Seperti karya ilmiah pada umumnya, Mbah Wahab juga mencantumkan referensi sedetail mungkin. Semisal ketika menerangkan tentang perincian Fardlu Kifayah, beliau menyatakan bahwa keterangan tersebut dikutip dari kitab Mufid Al-‘ulum Wa Mubid Al-humum karangan Imam Jamaluddin Abi Bakr Al-Khowarizmy di dalam Kitab As-sunnah, Bab yang ketiga, halaman 34.
Dalam kitab tersebut, Mbah Wahab mengambil referensi dari banyak kitab. Misalnya, Minhajul Qowim, Mufid Al-Ulum Wa Mubid Al-Humum, I’anah Ath-Tholibin, Jam’u Al-Jawami’, Al-Umnya Imam Syafi’i, Al-Asybah Wa An-Nadzoir, Khulasoh Al-Kalam, Bada’I’ Az-Zuhur dan lain sebagainya.
Kitab ini selesai ditulis pada 16 muharram tahun 1343 hijriyah. Mbah Wahab wafat pada tahun 1391 hijriyah dalam usia 83 tahun. Maka kemungkinan kitab ini ditulis ketika beliau masih berumur sekitar 35 tahun.

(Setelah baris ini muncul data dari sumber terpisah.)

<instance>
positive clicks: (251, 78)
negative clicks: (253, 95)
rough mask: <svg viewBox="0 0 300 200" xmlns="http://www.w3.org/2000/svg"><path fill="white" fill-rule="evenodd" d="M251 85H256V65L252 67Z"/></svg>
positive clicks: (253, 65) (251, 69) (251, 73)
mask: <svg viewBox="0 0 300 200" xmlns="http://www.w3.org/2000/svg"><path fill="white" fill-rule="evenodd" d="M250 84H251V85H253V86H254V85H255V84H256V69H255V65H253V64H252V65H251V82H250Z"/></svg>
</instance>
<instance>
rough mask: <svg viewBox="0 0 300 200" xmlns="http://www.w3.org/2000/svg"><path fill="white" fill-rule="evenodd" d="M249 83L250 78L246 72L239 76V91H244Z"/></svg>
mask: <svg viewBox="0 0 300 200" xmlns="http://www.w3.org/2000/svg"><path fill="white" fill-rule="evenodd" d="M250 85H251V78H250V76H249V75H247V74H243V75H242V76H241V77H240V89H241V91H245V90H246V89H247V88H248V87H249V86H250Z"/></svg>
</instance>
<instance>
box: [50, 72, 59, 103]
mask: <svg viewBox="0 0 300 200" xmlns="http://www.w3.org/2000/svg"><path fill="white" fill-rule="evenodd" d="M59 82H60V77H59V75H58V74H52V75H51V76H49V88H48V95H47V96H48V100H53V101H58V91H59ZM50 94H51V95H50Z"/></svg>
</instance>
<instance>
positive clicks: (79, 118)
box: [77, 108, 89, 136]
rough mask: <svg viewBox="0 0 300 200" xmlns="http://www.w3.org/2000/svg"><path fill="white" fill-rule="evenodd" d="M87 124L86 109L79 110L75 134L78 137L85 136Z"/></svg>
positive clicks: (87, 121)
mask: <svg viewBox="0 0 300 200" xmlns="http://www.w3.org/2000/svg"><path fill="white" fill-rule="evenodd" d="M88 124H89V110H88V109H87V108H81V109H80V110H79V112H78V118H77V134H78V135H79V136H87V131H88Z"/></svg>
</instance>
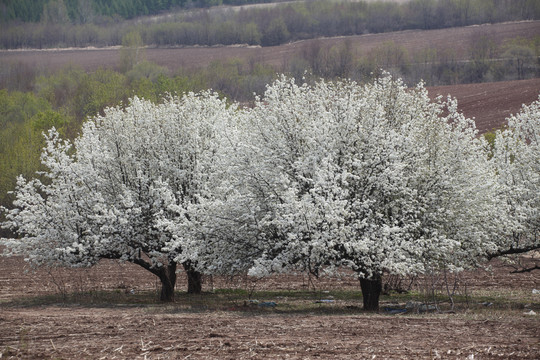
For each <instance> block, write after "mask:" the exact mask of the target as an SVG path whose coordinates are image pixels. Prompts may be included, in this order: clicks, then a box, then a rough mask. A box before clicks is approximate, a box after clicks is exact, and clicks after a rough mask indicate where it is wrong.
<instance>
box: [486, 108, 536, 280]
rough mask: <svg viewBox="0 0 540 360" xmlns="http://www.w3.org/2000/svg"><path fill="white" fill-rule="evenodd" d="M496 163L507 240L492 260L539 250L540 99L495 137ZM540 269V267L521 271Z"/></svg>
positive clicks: (499, 249) (499, 243) (500, 244)
mask: <svg viewBox="0 0 540 360" xmlns="http://www.w3.org/2000/svg"><path fill="white" fill-rule="evenodd" d="M493 160H494V162H495V165H496V170H497V174H498V178H499V182H500V184H499V185H500V189H501V192H502V197H503V198H504V199H505V202H504V203H503V204H502V206H505V209H506V211H507V218H508V222H507V226H506V227H505V229H504V230H506V233H504V235H505V236H503V237H502V238H501V242H500V243H499V247H498V248H497V249H496V251H494V252H492V253H491V254H490V257H496V256H504V255H512V254H521V253H524V252H527V251H531V250H537V249H540V99H539V100H537V101H535V102H533V103H532V104H531V105H529V106H526V105H524V106H523V108H522V110H521V112H520V113H519V114H517V115H515V116H511V117H510V118H509V119H508V128H507V129H506V130H504V131H499V132H497V134H496V138H495V146H494V151H493ZM533 269H540V266H539V265H538V264H535V265H534V266H533V267H530V268H528V269H523V270H522V271H531V270H533Z"/></svg>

Tentu sebetulnya kitab ini bukan satu-satunya hasil perjuangan beliau di dunia tulis, hanya saja yang lain masih belum terekspos. Ini adalah salah satu perjuangan Mbah Wahab, perjuangan lewat karya tulis tepatnya. Sebenarnya tak sebegitu penting apakah seseorang akan berjuang lewat perang dengan pedang, lewat menggerakkan dengan pikiran, lewat mengalahkan dengan kekuatan, ataupun lewat kepenulisan dengan pena. Yang jelas dan esensial, adalah sudahkah kita mencoba?